第三招,压实主体责任,强化市场约束。与过去的问询函相比,上交所在对近期不当交易的问询中进一步强化了市场化的约束,要求存在不当交易嫌疑的公司董监高和独立董事、中介机构等对其勤勉尽责的具体履行情况明确表态,落实其作为公司管理层和交易“看门人”的具体责任。

例如,亿利洁能此前披露,拟以16亿元现金收购控股股东所持亿鼎公司60%股权和新杭能源75.19%股权,上交所就要求全体董事就此次交易是否给公司后续经营、资金和担保等方面带来压力,是否有利于中小股东利益等发表明确意见。后来,公司就该交易进行了调整。

防范利益侵占还需长效机制约束

在成熟市场中,上市公司董监高和中介机构往往是公司和中小投资者利益的守护者。遗憾的是,在不当现金交易中,他们的这一核心作用似乎并未充分发挥。

记者从部分不当资产交易案例中发现,上市公司董监高、独立董事及中介机构等对此类问题的回复,无一人提出异议。
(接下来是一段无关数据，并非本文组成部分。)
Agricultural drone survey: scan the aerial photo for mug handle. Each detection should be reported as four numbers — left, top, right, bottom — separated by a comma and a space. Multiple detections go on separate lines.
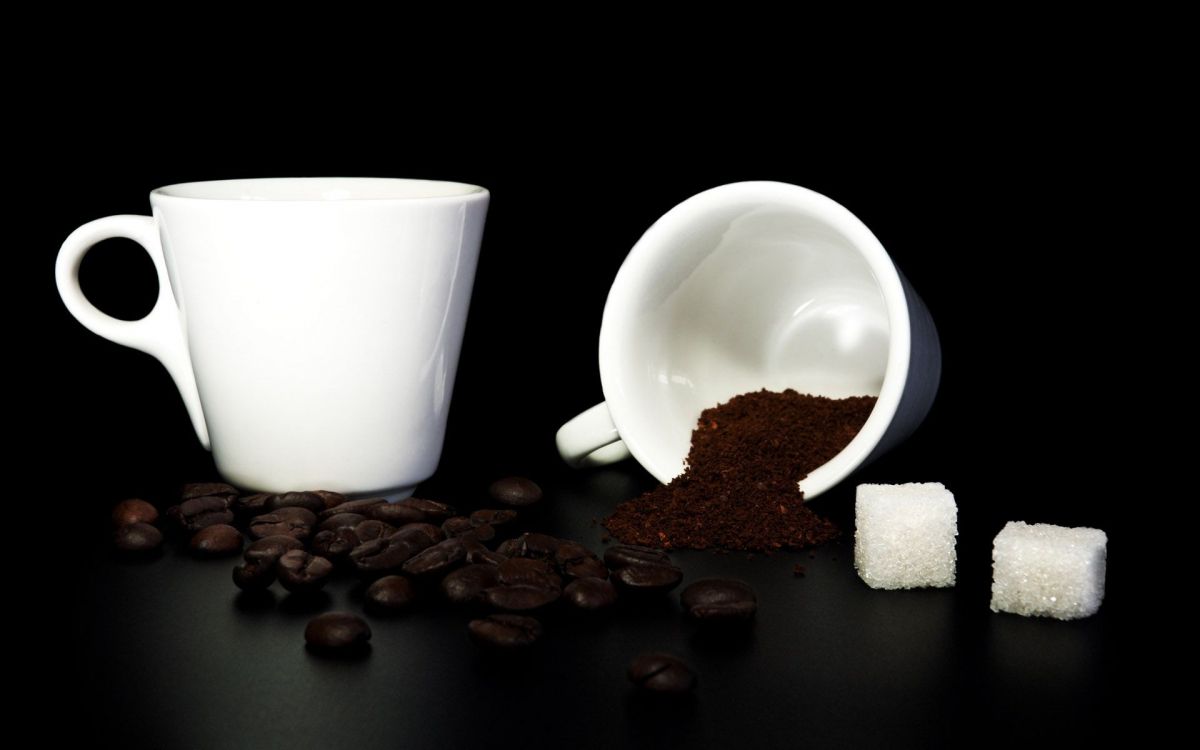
55, 215, 211, 450
555, 402, 632, 467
同时,一些明显存疑的关联交易在控股股东回避表决的情况下,仍然能够高票通过股东大会。这反映出这些公司的市场化监督和制约机制可能存在一定程度的失灵,中小股东的风险和行权意识有待进一步提高。

有市场人士指出,上市公司与控股股东之间通过不当交易进行利益输送,反映出市场主体的诚信意识和约束机制有所缺位。控股股东设法破解资金压力固然可以理解,但也应当走正道、谋正途,而非在困难时把手伸向上市公司。

对这类不当交易行为,监管机构快速反应、事中介入,取得一定效果,已有多家上市公司就交易方案进行调整,延期或取消股东大会审议,甚至直接终止交易。但长期来看,如何进一步完善市场化的约束机制,加大上市公司管理团队和控股股东的责任意识,让这样披上“马甲”的交易没有出路和土壤,还需要更多思考和努力。